Ça y est. Ça m’a pris deux visionnages, mais j’ai fini par comprendre ce que je pense de Last and First Men, cet ovni néo-SF en parfait décalage avec le film de genre. La raison, c’est qu’il a trois éléments, la narration (voix off de Tilda Swinton), l’image et la musique, qui ne se complètent absolument pas. Mais alors, comment ces contrastes peuvent-ils être attractifs ?
Le premier est ce qu’il a de plus fluide ; le texte surréel, dont des sous-titres imparfaits nous feront prendre conscience de la fragilité de sa poésie, nous emmène hors du temps en des mots aussi exotiques que simples. En plongeant dans un avenir presqu’infiniment éloigné qui se décrit lui-même comme d’apparence grotesque et pervertie, on prend la mesure de notre insignifiance dans l’inimaginable diversité que l’humanité peut encore être amenée à recouvrir. Et on perd un peu pied devant le gouffre absurde qui s'étend devant nous.
Le second, au contraire, est ancré dans le réel. En filmant les spomenici brutalistes de la Yougoslavie de Tito et ne se cachant pas des avions et autres oiseaux qui parasitent l’image de leur non moins brutale familiarité, le réalisateur nous rappelle qu’il s’agit d’un récit humain, certes éloigné de nous dans le temps et l’espace, mais spirituellement... pas tant que ça peut-être. Le décor est reconnaissable et nous met le nez dans notre propre Histoire en nous montrant ce que des Hommes du siècle dernier (si proches) pouvaient produire qui soit déjà devenu étrange et intemporel, encourageant du même coup notre imagination à franchir le gouffre finalement pas si énorme qui nous sépare des Last Men.
Le troisième laisse le tout libre d’interprétation. Richement harmonique et dysharmonique tour à tour, mais peu mélodique et donc pleine de mystère, la musique orchestrale intimidante du réalisateur explore des nuances d’émotions futuristes et nouvelles, comblant autant de vides qu’elle ouvre de brèches. À mesure que les morceaux se succèdent, on se dit qu’on commence à comprendre cette lointaine descendance qui est la nôtre... et puis le sentiment passe, avalé au contraire par l’énigme insondable de ces semblables tellement dissemblables, si proches et pourtant si loins.

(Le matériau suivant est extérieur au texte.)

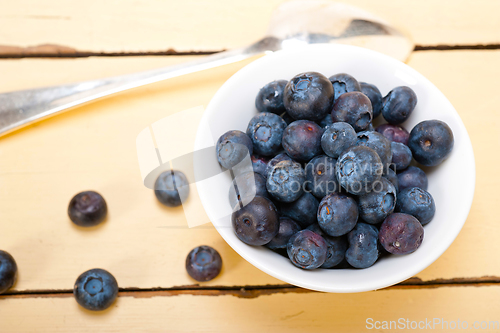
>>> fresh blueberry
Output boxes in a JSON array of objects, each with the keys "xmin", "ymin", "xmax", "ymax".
[
  {"xmin": 284, "ymin": 72, "xmax": 333, "ymax": 121},
  {"xmin": 216, "ymin": 131, "xmax": 253, "ymax": 169},
  {"xmin": 186, "ymin": 245, "xmax": 222, "ymax": 282},
  {"xmin": 307, "ymin": 223, "xmax": 347, "ymax": 268},
  {"xmin": 408, "ymin": 120, "xmax": 454, "ymax": 166},
  {"xmin": 345, "ymin": 222, "xmax": 379, "ymax": 268},
  {"xmin": 398, "ymin": 165, "xmax": 428, "ymax": 192},
  {"xmin": 231, "ymin": 197, "xmax": 280, "ymax": 245},
  {"xmin": 155, "ymin": 170, "xmax": 189, "ymax": 207},
  {"xmin": 364, "ymin": 123, "xmax": 375, "ymax": 132},
  {"xmin": 251, "ymin": 154, "xmax": 269, "ymax": 178},
  {"xmin": 0, "ymin": 250, "xmax": 17, "ymax": 294},
  {"xmin": 358, "ymin": 177, "xmax": 396, "ymax": 224},
  {"xmin": 318, "ymin": 113, "xmax": 333, "ymax": 129},
  {"xmin": 279, "ymin": 192, "xmax": 319, "ymax": 228},
  {"xmin": 318, "ymin": 193, "xmax": 358, "ymax": 236},
  {"xmin": 332, "ymin": 91, "xmax": 373, "ymax": 131},
  {"xmin": 321, "ymin": 122, "xmax": 358, "ymax": 158},
  {"xmin": 286, "ymin": 230, "xmax": 328, "ymax": 269},
  {"xmin": 396, "ymin": 187, "xmax": 436, "ymax": 225},
  {"xmin": 382, "ymin": 169, "xmax": 399, "ymax": 193},
  {"xmin": 266, "ymin": 217, "xmax": 302, "ymax": 250},
  {"xmin": 391, "ymin": 141, "xmax": 412, "ymax": 171},
  {"xmin": 247, "ymin": 112, "xmax": 286, "ymax": 156},
  {"xmin": 304, "ymin": 155, "xmax": 340, "ymax": 199},
  {"xmin": 255, "ymin": 80, "xmax": 288, "ymax": 115},
  {"xmin": 359, "ymin": 82, "xmax": 382, "ymax": 119},
  {"xmin": 68, "ymin": 191, "xmax": 108, "ymax": 227},
  {"xmin": 379, "ymin": 213, "xmax": 424, "ymax": 254},
  {"xmin": 382, "ymin": 86, "xmax": 417, "ymax": 125},
  {"xmin": 229, "ymin": 172, "xmax": 268, "ymax": 208},
  {"xmin": 282, "ymin": 120, "xmax": 323, "ymax": 161},
  {"xmin": 328, "ymin": 73, "xmax": 361, "ymax": 100},
  {"xmin": 356, "ymin": 131, "xmax": 392, "ymax": 170},
  {"xmin": 335, "ymin": 146, "xmax": 383, "ymax": 195},
  {"xmin": 73, "ymin": 268, "xmax": 118, "ymax": 311},
  {"xmin": 266, "ymin": 161, "xmax": 306, "ymax": 202},
  {"xmin": 375, "ymin": 124, "xmax": 410, "ymax": 145},
  {"xmin": 281, "ymin": 112, "xmax": 295, "ymax": 126},
  {"xmin": 266, "ymin": 153, "xmax": 292, "ymax": 178}
]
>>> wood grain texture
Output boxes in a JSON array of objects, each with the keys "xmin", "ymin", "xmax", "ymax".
[
  {"xmin": 0, "ymin": 287, "xmax": 500, "ymax": 333},
  {"xmin": 0, "ymin": 0, "xmax": 500, "ymax": 52},
  {"xmin": 0, "ymin": 51, "xmax": 500, "ymax": 290}
]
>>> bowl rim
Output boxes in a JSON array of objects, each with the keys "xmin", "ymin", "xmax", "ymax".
[{"xmin": 194, "ymin": 44, "xmax": 476, "ymax": 293}]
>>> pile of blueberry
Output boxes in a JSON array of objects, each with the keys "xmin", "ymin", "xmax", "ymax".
[{"xmin": 216, "ymin": 72, "xmax": 454, "ymax": 269}]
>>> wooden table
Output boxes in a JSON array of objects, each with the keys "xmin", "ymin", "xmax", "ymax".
[{"xmin": 0, "ymin": 0, "xmax": 500, "ymax": 333}]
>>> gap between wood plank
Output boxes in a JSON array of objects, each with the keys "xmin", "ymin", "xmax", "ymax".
[
  {"xmin": 0, "ymin": 44, "xmax": 500, "ymax": 59},
  {"xmin": 0, "ymin": 276, "xmax": 500, "ymax": 299}
]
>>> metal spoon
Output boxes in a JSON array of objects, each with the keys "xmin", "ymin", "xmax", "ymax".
[{"xmin": 0, "ymin": 0, "xmax": 413, "ymax": 136}]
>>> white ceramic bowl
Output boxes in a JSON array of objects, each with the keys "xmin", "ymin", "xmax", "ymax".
[{"xmin": 194, "ymin": 45, "xmax": 475, "ymax": 293}]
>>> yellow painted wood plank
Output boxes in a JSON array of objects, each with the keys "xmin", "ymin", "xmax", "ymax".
[
  {"xmin": 0, "ymin": 0, "xmax": 500, "ymax": 52},
  {"xmin": 0, "ymin": 286, "xmax": 500, "ymax": 333},
  {"xmin": 0, "ymin": 51, "xmax": 500, "ymax": 290}
]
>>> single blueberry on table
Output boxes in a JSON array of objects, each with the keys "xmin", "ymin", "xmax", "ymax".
[
  {"xmin": 286, "ymin": 230, "xmax": 328, "ymax": 269},
  {"xmin": 231, "ymin": 197, "xmax": 280, "ymax": 245},
  {"xmin": 379, "ymin": 213, "xmax": 424, "ymax": 254},
  {"xmin": 284, "ymin": 72, "xmax": 333, "ymax": 121},
  {"xmin": 247, "ymin": 112, "xmax": 286, "ymax": 156},
  {"xmin": 266, "ymin": 217, "xmax": 302, "ymax": 250},
  {"xmin": 397, "ymin": 165, "xmax": 428, "ymax": 192},
  {"xmin": 382, "ymin": 86, "xmax": 417, "ymax": 125},
  {"xmin": 332, "ymin": 91, "xmax": 373, "ymax": 131},
  {"xmin": 186, "ymin": 245, "xmax": 222, "ymax": 282},
  {"xmin": 345, "ymin": 222, "xmax": 380, "ymax": 268},
  {"xmin": 328, "ymin": 73, "xmax": 361, "ymax": 100},
  {"xmin": 317, "ymin": 113, "xmax": 333, "ymax": 129},
  {"xmin": 266, "ymin": 152, "xmax": 292, "ymax": 178},
  {"xmin": 356, "ymin": 131, "xmax": 392, "ymax": 166},
  {"xmin": 0, "ymin": 250, "xmax": 17, "ymax": 294},
  {"xmin": 318, "ymin": 193, "xmax": 359, "ymax": 236},
  {"xmin": 215, "ymin": 131, "xmax": 253, "ymax": 169},
  {"xmin": 282, "ymin": 120, "xmax": 323, "ymax": 162},
  {"xmin": 250, "ymin": 154, "xmax": 269, "ymax": 178},
  {"xmin": 359, "ymin": 82, "xmax": 382, "ymax": 119},
  {"xmin": 73, "ymin": 268, "xmax": 118, "ymax": 311},
  {"xmin": 155, "ymin": 170, "xmax": 189, "ymax": 207},
  {"xmin": 335, "ymin": 146, "xmax": 383, "ymax": 195},
  {"xmin": 321, "ymin": 122, "xmax": 358, "ymax": 158},
  {"xmin": 255, "ymin": 80, "xmax": 288, "ymax": 115},
  {"xmin": 68, "ymin": 191, "xmax": 108, "ymax": 227},
  {"xmin": 307, "ymin": 223, "xmax": 347, "ymax": 268},
  {"xmin": 391, "ymin": 142, "xmax": 413, "ymax": 171},
  {"xmin": 408, "ymin": 120, "xmax": 454, "ymax": 166},
  {"xmin": 266, "ymin": 161, "xmax": 306, "ymax": 202},
  {"xmin": 229, "ymin": 172, "xmax": 268, "ymax": 208},
  {"xmin": 375, "ymin": 124, "xmax": 410, "ymax": 145},
  {"xmin": 358, "ymin": 177, "xmax": 396, "ymax": 224},
  {"xmin": 382, "ymin": 169, "xmax": 399, "ymax": 193},
  {"xmin": 304, "ymin": 155, "xmax": 340, "ymax": 199},
  {"xmin": 279, "ymin": 192, "xmax": 319, "ymax": 228},
  {"xmin": 396, "ymin": 187, "xmax": 436, "ymax": 225}
]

Voilà aussi pourquoi narration, image et musique ne vont pas ensemble. Le film est comme une plaque de Pioneer lancée vers nous à travers les millénaires : un résumé caricatural et incohérent d'une trop fine tranche de notre Histoire ; une description erratique d'évènements à peine liés les uns aux autres ; un condensé d’humanité qu’on a cru logique d’arranger ainsi mais qui, sans le contexte énorme et indispensable qui va avec sa genèse, demeure illisible, certes familier mais en même temps grotesque et perverti. Si proche et si loin de la vérité à la fois.
Et pourtant... n’est-ce pas justement là le meilleur témoignage qu’on peut laisser de notre humanité ? Y a-t-il quoi que ce soit de plus représentatif et de plus honnête sur notre propre nature qu’une plaque de Pioneer, à savoir un fragment chaotique et indéchiffrable, vainement introspectif, enfermé dans sa récursion et voué à ce qu’on le trouve médiocre nous-mêmes ?
Voilà donc la raison pour laquelle j’adore Last and First Men : rien ne va ensemble, pourtant tout est beau. Et si l’on est humain, alors on peut comprendre que ses dissonances n’en sont pas, et que tout se complète malgré les apparences. C’est qu’une plaque de Pioneer, tout comme le message envoyé par ces derniers Hommes qui découvrent sans surprise à quel point il est difficile de nous atteindre depuis deux milliards d’années dans notre futur, entreprend l’impossible tâche d’encapsuler l’Humanité. C’est forcément incomplet, et ce sont les vides que l’imagination remplit qui suscitent ici (en moi en tout cas) une perplexité rêveuse où s’accomplit avec élégance la plus fondamentale mission du cinéma : nous mettre la tête ailleurs. Et de préférence en-dehors de notre propre pouvoir d'imagination.